Prediction of time series using an analysis filter bank of LSTM units

https://doi.org/10.1016/j.cie.2021.107371Get rights and content

Highlights

  • A combination of LSTM and convolutional layers in an architecture similar to a filter bank is proposed.

  • The proposed architecture performs better when the time series is noisy.

  • The frequency response of the filters in the convolutional layer, resemble a complementary filter bank response.

Abstract

Time series emerge in various applications such as financial data and production data, however, most of the generated data exhibit nonlinear inter-dependency between samples and noise, making necessary the development of methods capable of handling such nonlinearities and other abnormalities. In this paper we present an architecture for prediction of time series embedded in noise. The proposed architecture combines a convolutional and long short term memory (LSTM) layers into a structure similar to an analysis filterbank of two channels. The first element of each channel is a convolutional layer followed by a LSTM, which is able to find temporal dependencies of the signal. Finally the channels are summed to obtain a prediction. We found that the frequency response of the filters resemble a complementary filter bank response, with each channel having a maximum at different bands which could suggest that it characterizes the incoming signal in frequency. Comparisons with other methods demonstrate that the proposed method offer much better results in terms of different error measures.

Introduction

Time series arises in several branches of science and technology such as: financial data, sensor networks (Tulone and Madden, 2006), weather records, industrial observations, and many other sources. However, most of the generated data by these applications exhibit nonlinear inter-dependency between samples, and measurements are often contaminated by noise coming from the sensor or the environment where the measurements were made. As a result, nonlinear approaches are often required for the analysis and forecasting. Therefore, the methods used for the analysis must be robust to noise or outliers that contaminate the data, thus, making crucial the development of methods capable of handling such ailments and nonlinearities.
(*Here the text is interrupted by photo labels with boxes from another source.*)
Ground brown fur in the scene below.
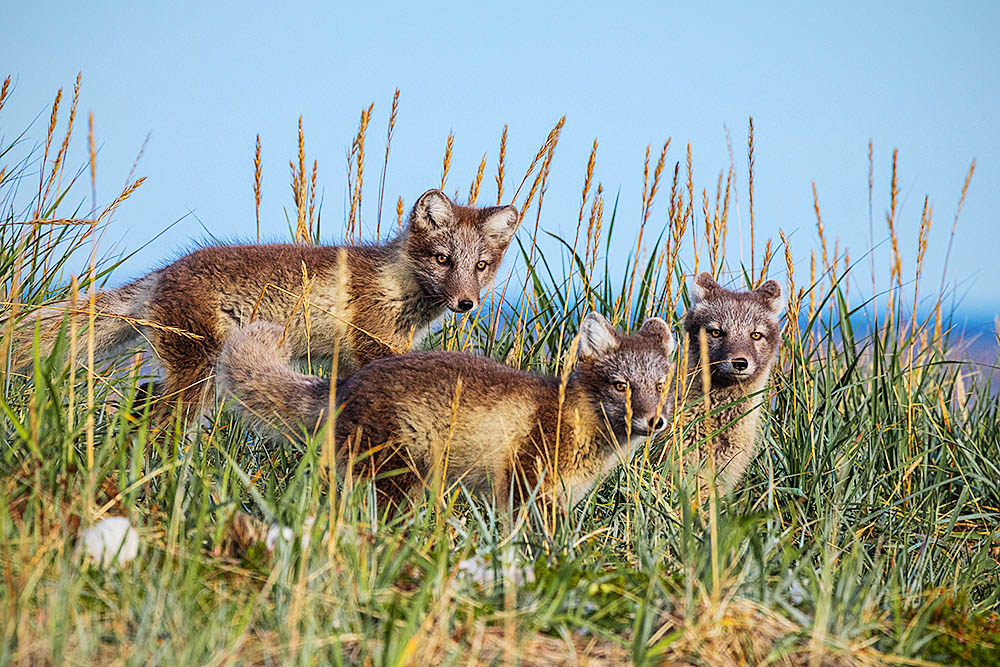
[671,273,784,491]
[219,313,674,503]
[13,190,517,420]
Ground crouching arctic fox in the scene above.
[217,313,675,505]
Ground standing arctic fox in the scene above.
[15,190,518,408]
[672,273,785,492]
[218,313,674,504]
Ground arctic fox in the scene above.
[218,313,675,504]
[671,273,785,492]
[15,190,518,409]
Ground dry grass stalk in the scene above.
[497,125,507,206]
[934,160,976,340]
[375,88,399,241]
[753,239,773,288]
[868,139,878,331]
[0,76,10,110]
[44,72,82,220]
[441,132,455,192]
[684,143,700,275]
[885,148,903,287]
[811,181,830,270]
[288,116,310,243]
[253,134,260,243]
[34,88,62,218]
[747,116,756,275]
[587,183,604,310]
[508,124,566,366]
[87,111,97,215]
[910,195,934,334]
[778,229,799,354]
[809,250,816,322]
[625,139,670,322]
[503,116,566,207]
[885,148,903,329]
[344,102,375,243]
[560,139,597,318]
[469,153,486,206]
[309,160,319,240]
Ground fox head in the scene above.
[406,190,517,313]
[684,273,785,386]
[575,313,675,442]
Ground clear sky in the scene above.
[0,1,1000,311]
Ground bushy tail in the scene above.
[5,272,159,369]
[216,321,330,435]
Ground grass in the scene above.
[0,77,1000,665]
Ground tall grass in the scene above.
[0,77,1000,664]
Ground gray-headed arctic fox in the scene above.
[671,273,785,492]
[14,190,518,418]
[218,313,675,504]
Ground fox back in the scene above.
[15,190,518,422]
[218,313,674,503]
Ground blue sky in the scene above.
[0,2,1000,312]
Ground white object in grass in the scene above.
[80,516,139,567]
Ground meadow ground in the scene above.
[0,80,1000,665]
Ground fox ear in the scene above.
[482,206,517,245]
[691,273,722,306]
[639,317,676,357]
[577,312,619,357]
[753,280,785,315]
[410,190,455,232]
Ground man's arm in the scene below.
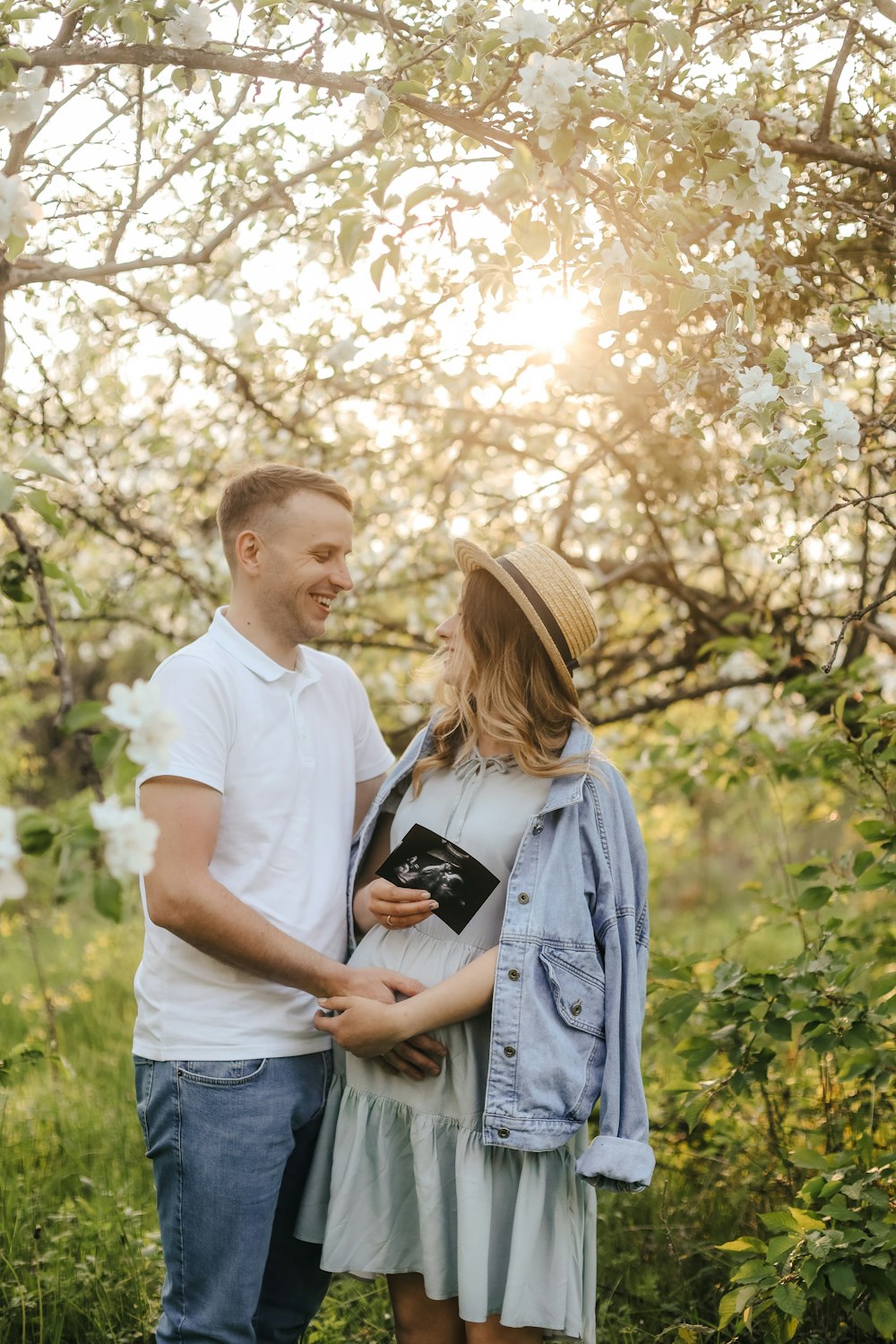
[140,776,420,1003]
[314,948,498,1059]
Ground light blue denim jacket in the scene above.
[349,723,654,1190]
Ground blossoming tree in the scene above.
[0,0,896,1338]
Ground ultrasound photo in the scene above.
[376,825,498,933]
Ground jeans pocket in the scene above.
[134,1056,156,1158]
[177,1059,267,1088]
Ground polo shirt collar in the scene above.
[208,607,320,685]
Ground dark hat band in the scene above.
[495,556,579,672]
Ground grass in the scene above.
[0,882,870,1344]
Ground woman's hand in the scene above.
[355,878,439,929]
[314,995,407,1059]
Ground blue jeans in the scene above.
[134,1051,332,1344]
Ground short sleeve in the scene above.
[344,664,395,784]
[137,653,237,793]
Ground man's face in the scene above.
[255,491,352,644]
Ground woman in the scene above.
[297,542,653,1344]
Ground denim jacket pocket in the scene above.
[538,946,605,1039]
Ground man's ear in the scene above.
[234,529,262,577]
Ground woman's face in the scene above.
[435,605,470,685]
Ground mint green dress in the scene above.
[296,755,597,1344]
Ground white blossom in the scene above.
[719,650,769,682]
[519,51,586,131]
[361,85,388,131]
[728,117,759,156]
[0,808,28,906]
[498,4,551,43]
[90,798,159,881]
[165,4,211,47]
[818,397,860,462]
[735,365,778,411]
[866,298,896,332]
[785,343,823,387]
[719,252,759,289]
[103,680,180,771]
[0,69,48,134]
[0,177,43,241]
[806,317,837,349]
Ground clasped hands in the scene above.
[314,878,447,1080]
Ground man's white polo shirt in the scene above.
[134,609,392,1059]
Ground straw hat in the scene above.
[454,540,598,696]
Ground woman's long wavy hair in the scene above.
[412,570,589,793]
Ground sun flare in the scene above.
[479,290,589,354]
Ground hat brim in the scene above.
[454,538,579,701]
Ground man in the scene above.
[134,465,438,1344]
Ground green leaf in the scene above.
[626,23,656,66]
[868,1296,896,1340]
[825,1261,858,1297]
[390,80,430,99]
[404,183,439,211]
[511,217,551,261]
[797,887,833,910]
[771,1284,806,1322]
[22,491,65,537]
[16,812,59,855]
[383,102,401,140]
[90,728,127,771]
[62,701,105,734]
[371,253,388,289]
[92,873,124,924]
[716,1236,766,1255]
[790,1148,828,1172]
[0,472,16,513]
[339,215,364,266]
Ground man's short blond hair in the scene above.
[218,462,355,573]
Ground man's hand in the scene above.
[366,878,439,929]
[314,995,404,1059]
[337,967,426,1011]
[379,1034,447,1082]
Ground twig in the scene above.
[823,589,896,672]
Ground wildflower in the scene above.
[0,808,28,906]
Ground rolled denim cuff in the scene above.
[575,1134,657,1191]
Several algorithms for time series analysis and forecasting have been proposed in the literature as pointed out in (Längkvist et al., 2014, Rahimi and Khashei, 2018); conventional approaches include autoregressive models such as ARMA, ARIMA (Chatfield, 2016), and hidden markov models (Juang and Rabiner, 1991). However, with the recent interest in deep neural networks (Krizhevsky et al., 2012), the exploration of methods for time series forecast using new network architectures has been increased, especially the use of LSTM (Hochreiter and Schmidhuber, 1997, Rodriguez et al., 2018), because of their ability to capture the long-term and short-term dependencies in a sequence. This type of networks has been successfully applied to problems in natural language processing (Gers and Schmidhuber, 2001, Liu et al., 2015), recognition of handwritten sequences (Graves et al., 2009), and electric power forecasting (Gensler et al., 2016).

However, the modeling of long sequences, such as documents or physiological signals, requires that the LSTM network keeps dependencies between elements of the series for a long period of time and some important features could be lost in the process (Liu et al., 2015).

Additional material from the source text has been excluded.